Le Front populaire dénonce la «répression policière» à Kerkennah

Front populaire Kerkennah

Où en sommes-nous  par rapport à l’enquête sur l’assassinat de Chokri Belaïd ? Du nouveau dans l’affaire? Quelle est la position du Front populaire suite aux événements tragiques de Kerkennah ? C’est à cet égard que le Front populaire a voulu s’exprimer aujourd’hui, lors de sa conférence de presse.

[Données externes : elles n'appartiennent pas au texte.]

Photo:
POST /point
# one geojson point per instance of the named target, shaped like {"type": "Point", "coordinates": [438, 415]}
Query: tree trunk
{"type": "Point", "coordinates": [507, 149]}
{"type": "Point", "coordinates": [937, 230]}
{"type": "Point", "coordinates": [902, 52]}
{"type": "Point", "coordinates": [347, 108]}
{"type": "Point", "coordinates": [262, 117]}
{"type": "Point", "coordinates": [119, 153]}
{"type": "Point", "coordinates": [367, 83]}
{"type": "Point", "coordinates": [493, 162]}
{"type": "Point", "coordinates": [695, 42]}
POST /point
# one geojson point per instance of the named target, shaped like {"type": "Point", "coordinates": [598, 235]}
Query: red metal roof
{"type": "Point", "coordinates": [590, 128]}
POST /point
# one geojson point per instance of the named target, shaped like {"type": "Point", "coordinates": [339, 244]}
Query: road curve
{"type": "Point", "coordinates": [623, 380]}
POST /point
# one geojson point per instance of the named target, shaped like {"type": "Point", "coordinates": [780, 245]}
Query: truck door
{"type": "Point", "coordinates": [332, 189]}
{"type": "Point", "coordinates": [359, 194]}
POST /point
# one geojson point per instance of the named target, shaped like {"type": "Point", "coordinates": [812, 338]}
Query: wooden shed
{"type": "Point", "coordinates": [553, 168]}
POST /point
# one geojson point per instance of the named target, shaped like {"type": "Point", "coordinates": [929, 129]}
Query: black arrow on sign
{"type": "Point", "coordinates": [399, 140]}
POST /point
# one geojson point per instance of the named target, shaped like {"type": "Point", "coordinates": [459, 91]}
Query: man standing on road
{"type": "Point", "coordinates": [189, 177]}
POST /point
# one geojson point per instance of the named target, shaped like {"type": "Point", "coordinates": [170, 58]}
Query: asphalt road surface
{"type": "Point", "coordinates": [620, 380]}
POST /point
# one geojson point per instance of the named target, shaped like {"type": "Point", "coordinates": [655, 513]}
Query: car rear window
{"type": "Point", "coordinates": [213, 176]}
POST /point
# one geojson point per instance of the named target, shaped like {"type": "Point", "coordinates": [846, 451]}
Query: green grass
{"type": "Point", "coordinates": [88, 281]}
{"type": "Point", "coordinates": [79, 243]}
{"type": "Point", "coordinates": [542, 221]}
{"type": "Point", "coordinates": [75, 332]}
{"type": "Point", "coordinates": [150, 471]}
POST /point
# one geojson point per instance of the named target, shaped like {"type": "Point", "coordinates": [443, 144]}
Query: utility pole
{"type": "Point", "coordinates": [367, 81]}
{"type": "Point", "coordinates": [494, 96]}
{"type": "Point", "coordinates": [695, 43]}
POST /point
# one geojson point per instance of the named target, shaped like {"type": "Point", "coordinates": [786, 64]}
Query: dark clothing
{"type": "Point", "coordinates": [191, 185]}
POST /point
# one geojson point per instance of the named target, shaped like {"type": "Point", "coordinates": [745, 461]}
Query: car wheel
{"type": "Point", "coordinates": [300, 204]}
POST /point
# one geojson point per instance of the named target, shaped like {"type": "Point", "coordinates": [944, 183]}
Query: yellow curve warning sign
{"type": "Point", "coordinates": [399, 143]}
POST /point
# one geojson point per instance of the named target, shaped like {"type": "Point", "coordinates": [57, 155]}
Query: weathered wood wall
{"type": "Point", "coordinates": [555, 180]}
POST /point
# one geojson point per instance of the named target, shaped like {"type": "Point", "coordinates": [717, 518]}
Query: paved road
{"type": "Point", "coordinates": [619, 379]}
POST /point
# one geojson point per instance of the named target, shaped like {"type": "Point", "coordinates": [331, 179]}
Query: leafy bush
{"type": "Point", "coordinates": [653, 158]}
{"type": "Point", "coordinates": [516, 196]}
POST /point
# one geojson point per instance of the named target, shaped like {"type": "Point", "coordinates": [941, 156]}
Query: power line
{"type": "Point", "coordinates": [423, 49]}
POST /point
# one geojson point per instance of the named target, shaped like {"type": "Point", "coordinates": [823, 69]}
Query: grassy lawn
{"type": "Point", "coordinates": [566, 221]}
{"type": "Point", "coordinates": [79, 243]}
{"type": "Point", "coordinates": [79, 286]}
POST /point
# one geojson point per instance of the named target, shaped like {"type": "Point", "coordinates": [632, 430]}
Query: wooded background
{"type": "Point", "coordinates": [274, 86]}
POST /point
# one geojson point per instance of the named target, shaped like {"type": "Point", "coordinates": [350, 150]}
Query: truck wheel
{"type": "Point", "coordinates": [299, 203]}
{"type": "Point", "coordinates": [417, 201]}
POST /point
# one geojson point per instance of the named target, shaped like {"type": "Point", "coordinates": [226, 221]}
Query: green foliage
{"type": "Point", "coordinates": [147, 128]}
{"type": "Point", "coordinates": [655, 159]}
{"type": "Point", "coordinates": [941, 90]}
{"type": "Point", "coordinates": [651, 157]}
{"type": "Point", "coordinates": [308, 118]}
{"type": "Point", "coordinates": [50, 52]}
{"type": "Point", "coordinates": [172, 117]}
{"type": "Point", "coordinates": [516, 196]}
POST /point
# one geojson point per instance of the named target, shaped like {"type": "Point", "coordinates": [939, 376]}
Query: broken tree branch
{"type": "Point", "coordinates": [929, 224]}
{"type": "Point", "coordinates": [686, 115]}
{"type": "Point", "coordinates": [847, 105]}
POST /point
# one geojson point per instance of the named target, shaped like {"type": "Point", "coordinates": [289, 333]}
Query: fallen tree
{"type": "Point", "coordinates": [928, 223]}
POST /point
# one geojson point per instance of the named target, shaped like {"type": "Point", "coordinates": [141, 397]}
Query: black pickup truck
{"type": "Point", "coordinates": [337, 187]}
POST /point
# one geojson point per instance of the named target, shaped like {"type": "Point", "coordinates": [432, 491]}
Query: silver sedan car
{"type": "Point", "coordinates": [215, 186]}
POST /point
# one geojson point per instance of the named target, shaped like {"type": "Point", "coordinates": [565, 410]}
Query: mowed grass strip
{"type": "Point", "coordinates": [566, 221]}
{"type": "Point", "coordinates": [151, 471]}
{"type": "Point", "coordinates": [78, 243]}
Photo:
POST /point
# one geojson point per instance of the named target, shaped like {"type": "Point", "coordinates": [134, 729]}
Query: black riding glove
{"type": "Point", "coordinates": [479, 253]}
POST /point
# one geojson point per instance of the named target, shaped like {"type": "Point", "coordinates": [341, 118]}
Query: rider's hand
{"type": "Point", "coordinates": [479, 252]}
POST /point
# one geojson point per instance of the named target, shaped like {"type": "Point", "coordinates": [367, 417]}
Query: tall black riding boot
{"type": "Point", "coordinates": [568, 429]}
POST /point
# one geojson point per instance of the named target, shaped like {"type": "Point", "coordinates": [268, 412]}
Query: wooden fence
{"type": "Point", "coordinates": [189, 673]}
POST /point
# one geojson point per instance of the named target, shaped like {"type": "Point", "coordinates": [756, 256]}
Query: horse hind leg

Concernant le climat social qu’ont connu les îles Kerkennah, durant 14 jours, le porte-parole du Front populaire Hamma Hammami a fait savoir que le représentant de la Ligue des droits de l’Homme du bureau régional de Sfax a déposé une plainte devant la justice, accusant le ministère de l’Intérieur d’avoir donné l’ordre d’agresser les manifestants et en les dispersant à coups de gaz lacrymogène.

Front populaire Il déclare : “Ces pratiques datent de l’indépendance, mais aussi à l’époque de la dictature de Ben Ali. Or les mêmes vieilles méthodes sont de retour. Ce n’est pas la première fois qu’on nous accuse de la sorte, à chaque fois, ce sont les mêmes paroles qu’on nous ressort parce que ce  gouvernement a échoué à traiter des dossiers, à favoriser le climat social et n’a fait qu’aggraver  les disparités régionales. Qu’a-il fait au final? Le gouvernement n’a fait que nous endetter à l’extérieur, alors que nous pouvons avoir des solutions. Pis encore, la corruption s’est multipliée.”

De son côté Zied Lakhdhar, député du Front populaire, a indiqué que les tensions montent entre le gouvernement et les habitants parce qu’il a répondu par la force. “Comment voulez-vous que les Tunisiens reprennent confiance en ceux qui les matraquent.” Il poursuit : “Vous savez,  les responsables au pouvoir accuseront toujours le Front populaire, parce qu’ils voient dans l’opposition un parti qui gêne, qui essaie de montrer une autre voie possible aux Tunisiens, construire un Etat de droit. Où en sommes nous après le 14 janvier, où en sont les vrais slogans de liberté, dignité et travail ? Ces trois objectifs on ne les a pas réalisés cinq ans après. Ce qui s’est passé à Kerkennah, le gouvernement essaiera de l’appliquer dans les autres régions.”

Besma Khalfaoui, la veuve de Chokri Belaïd, a déclaré quant à l’affaire de l’assassinat de Chokri Belaïd, que le FP  continue à mener le combat, parce que, selon elle, cela ne concerne plus le comité de défense, mais c’est devenu l’affaire de tout un peuple. “Tout le monde veut connaître la vérité”, dit-elle.

Selon elle, le juge d’instruction a entravé la loi, en soulignant : “Le 11 avril, on a voulu savoir où en était l’enquête et on n’a rien trouvé, hormis le fait qu’il a caché des documents. Ce que nous exigeons aujourd’hui, c’est le retrait du dossier au juge d’instruction  chargé de l’affaire, parce qu’il a jugé de clôturer l’enquête sans que nous en soyons informés.”

Elle poursuit : “Ce que je revendique ce sont les faits. Ce juge a enfreint la loi. Son intention est on ne  peut plus claire, à  savoir maquiller la vérité et il doit répondre de ses actes. Quelles sont les raisons pour lesquelles il a agi ainsi et à qui cela profite-t-il? De plus, on nous a informé que ce juge est en voyage.”

Mohamed Jemour, membre du Front populaire, est revenu sur l’enquête de l’assassinat de Chokri Belaïd. Il a montré une fois de plus les défaillances du système judiciaire, en pointant du doigt le juge d’instruction. Il précise : “Nous assistons pour qu’il y ait une indépendance de la justice. Certes nous n’avons pas confiance en quelques magistrats. Mais je pense que c’est l’histoire qui nous dira qui sont les vrais commanditaires.”